Sweet potatoes introduce another tradition: the annual confusion between sweet potatoes and yams. For the record, the so-called “true yams” (Dioscorea spp.) are actually of West African or Asian origin, and they are dry, white, and quite starchy – unlike the sweeter, delectable flesh of sweet potatoes with their deep yellow or reddish-orange tubers.
Sweet potato (Ipomoea batatus) is related to bindweed or morning glory, as its fast-growing vines will attest, and originated in Central or South America, possibly Brazil, Peru, or Equador.
There are generally two types of sweet potato, a dry-fleshed variety with white flesh, best grown in colder climates (and far too yam-like for comfort), and the moist-flesh or southern variety with which we’re happily familiar. Interestingly, the majority of sweet potatoes are grown in China, while it’s the second most important crop in Japan, where it is used to produce starch, wine, and alcohol. At home, nearly 30 percent of the sweet potatoes grown in the U.S. are cultivated in North Carolina, which also goes a long way to explain the South’s fondness for sweet potato, rather than pumpkin, pie.
Sweet potatoes can be rather versatile in the home garden. They can be cultivated normally, like potatoes, or even used as either an attractive ground cover, or interspersed in hanging baskets with trailing flowers. No promises, but the vines also infrequently produce pink flowers. In addition, by way of warning, I once surprised myself to find about two pounds of tubers growing in a hanging basket one fall season. I had only planted the vines to provide a light green contrast to other, darker foliage, little expecting a side dish.
You can start your sweet potato plantation by simply buying “slips” from local nurseries and garden centers, or through catalogs, for more unusual cultivars. About 25 slips will suffice for a family of four. You can also propagate your own from tubers which you or a neighbor have successfully overwintered from the garden. Don’t try to use store-bought tubers, as they are frequently treated with a compound precisely to prevent sprouting. Set your sweet potato in a glass of water, with one-third submerged. When the young sprouts are about six inches long pull them off (don’t cut them) and set them in water or moist sand until a dense mat of roots are formed. You can transplant them outdoors a few weeks after the last threat of frost. And, by the way, sprouting sweet potatoes is great fun for younger children. Many a school windowsill is covered with vines every spring.

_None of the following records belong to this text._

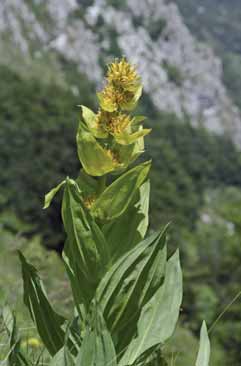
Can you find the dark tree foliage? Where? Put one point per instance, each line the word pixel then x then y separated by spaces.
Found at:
pixel 37 147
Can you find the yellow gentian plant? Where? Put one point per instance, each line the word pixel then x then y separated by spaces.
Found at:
pixel 127 293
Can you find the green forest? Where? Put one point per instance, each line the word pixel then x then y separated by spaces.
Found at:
pixel 196 185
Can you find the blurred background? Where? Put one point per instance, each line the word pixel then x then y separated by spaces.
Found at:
pixel 52 58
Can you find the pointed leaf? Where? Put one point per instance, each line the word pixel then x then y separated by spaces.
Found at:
pixel 49 196
pixel 14 356
pixel 97 347
pixel 204 347
pixel 86 252
pixel 116 198
pixel 94 158
pixel 130 228
pixel 159 316
pixel 130 283
pixel 48 322
pixel 90 119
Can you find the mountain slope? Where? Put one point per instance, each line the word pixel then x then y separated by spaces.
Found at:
pixel 179 74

For home composting devotees, note that sweet potatoes can be easily grown in a modest-sized bin filled with shredded leaves from the previous autumn. Be sure to keep the leaf mold moist for the first several weeks while roots are developing. By the following fall, your leaves will have mostly decomposed into a wonderful mulch, and your tubers will have grown freely and exuberantly in their fluffy medium.
Overall, sweet potato vines can grow up to four feet or more, although there are several cultivars with compact growth habits and shorter vines, which are ideally suited for barrels or patio containers, including ‘Bunch Porto Rico’ and ‘Vardaman.’
Other popular standard varieties include ‘Allgold’, ‘Heart-o-gold,’ ‘Nancy Hall,’ ‘Centennial,’ high-yielding ‘Beauregard,’ ‘Jewel,’ ‘Yellow Jersey,’ and ‘Southern Delight.’
And while sweet potatoes are an important part of our Thanksgiving tradition, they are gaining even more status as an important source of nutrition, with fiber, vitamins A and C, iron and calcium, antioxidants, and beta carotene. In fact, one sweet potato provides half the recommended daily allowance of beta carotene. It’s everything you need for a happy – and healthy – holiday. Just watch out for those tiny marshmallows!